# Forum > News > Community Chat > Hardware >  Ipad help maybe?

## mayainverse

if anyone could point me to a place I can Fix my problem. I have a blank Ipad that I can't get past the lock screen. anyone have any advice.

----------


## Bambusbar

If you hook it up to the computer, I believe there's an option (if they're both on the same apple account) or a way to unlock it. 

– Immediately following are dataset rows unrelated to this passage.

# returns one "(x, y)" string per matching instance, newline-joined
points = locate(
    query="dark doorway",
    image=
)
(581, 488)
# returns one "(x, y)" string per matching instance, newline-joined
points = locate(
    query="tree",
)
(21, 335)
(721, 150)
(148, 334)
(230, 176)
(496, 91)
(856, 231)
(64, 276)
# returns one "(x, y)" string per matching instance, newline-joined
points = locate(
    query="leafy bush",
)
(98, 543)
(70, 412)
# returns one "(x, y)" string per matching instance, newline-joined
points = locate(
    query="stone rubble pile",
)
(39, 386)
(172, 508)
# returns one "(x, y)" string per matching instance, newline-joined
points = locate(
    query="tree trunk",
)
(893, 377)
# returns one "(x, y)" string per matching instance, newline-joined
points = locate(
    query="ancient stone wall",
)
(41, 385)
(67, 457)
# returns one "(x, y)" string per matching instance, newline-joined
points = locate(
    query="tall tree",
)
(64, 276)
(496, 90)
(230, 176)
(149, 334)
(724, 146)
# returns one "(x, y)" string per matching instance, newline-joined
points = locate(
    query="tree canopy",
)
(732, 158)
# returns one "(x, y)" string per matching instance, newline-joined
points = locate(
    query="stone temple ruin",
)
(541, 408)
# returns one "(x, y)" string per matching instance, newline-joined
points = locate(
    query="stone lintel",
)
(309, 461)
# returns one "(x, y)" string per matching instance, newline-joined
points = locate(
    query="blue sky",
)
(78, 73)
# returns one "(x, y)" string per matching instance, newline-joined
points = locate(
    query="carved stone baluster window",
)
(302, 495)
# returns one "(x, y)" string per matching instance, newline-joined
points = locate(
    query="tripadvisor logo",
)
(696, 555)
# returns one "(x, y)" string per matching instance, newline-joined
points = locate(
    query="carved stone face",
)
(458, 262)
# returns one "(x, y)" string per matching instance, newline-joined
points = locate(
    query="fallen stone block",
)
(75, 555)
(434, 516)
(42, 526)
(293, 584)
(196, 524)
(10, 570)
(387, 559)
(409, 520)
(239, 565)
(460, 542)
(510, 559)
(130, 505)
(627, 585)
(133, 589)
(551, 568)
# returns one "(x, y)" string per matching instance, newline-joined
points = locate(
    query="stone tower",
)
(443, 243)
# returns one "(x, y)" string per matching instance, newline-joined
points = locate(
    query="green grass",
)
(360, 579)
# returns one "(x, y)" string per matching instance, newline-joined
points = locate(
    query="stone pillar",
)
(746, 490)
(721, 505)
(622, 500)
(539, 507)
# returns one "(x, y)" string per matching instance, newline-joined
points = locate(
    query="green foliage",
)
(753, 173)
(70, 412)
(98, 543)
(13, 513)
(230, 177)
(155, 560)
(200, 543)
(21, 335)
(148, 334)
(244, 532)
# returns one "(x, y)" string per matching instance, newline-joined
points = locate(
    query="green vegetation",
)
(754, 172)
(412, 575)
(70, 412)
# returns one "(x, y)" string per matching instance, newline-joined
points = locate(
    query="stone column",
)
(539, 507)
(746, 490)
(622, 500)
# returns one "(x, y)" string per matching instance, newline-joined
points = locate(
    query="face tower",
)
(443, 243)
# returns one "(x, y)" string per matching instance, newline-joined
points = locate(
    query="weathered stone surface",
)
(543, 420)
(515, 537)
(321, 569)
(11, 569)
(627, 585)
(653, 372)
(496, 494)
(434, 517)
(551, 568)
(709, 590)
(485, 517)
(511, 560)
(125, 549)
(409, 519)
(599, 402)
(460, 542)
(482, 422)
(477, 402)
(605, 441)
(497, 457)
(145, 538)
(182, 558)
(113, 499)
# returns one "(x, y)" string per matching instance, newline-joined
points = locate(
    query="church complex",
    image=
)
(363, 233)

If they're not on the same Apple Account and it won't connect to iTunes, than there's no way past the screen other than by totally resetting the iPad.

----------


## mayainverse

yes it is totally reset. still get screen. it is a wifi only module. is there no way to get to home screen without having to connect to the internet?

----------


## aristol

connect your ipad to PC, and put it into recovery mode. Many tuts from web can help.


1.Turn Off your iPhone, iPod touch, or iPad if it isn't off already.
2.Press and hold down the On/Off button on the right side (iPhone 6 or later) or top (all other iPhones, iPods, and iPads) for 3 seconds.
3.Swipe the slide to power off confirmation slider to the right.
4.Press and hold down the Home button on your iPhone, iPod touch, or iPhone.
5.Plug your iPhone, iPod touch, or iPad into your Mac or Windows PC and make sure iTunes is running.
6.Release the Home button when you see the Connect to iTunes screen.
At this point iTunes should display an alert saying it's detected an iPhone, iPod touch, or iPad in recovery mode, and will let you restore your device.

----------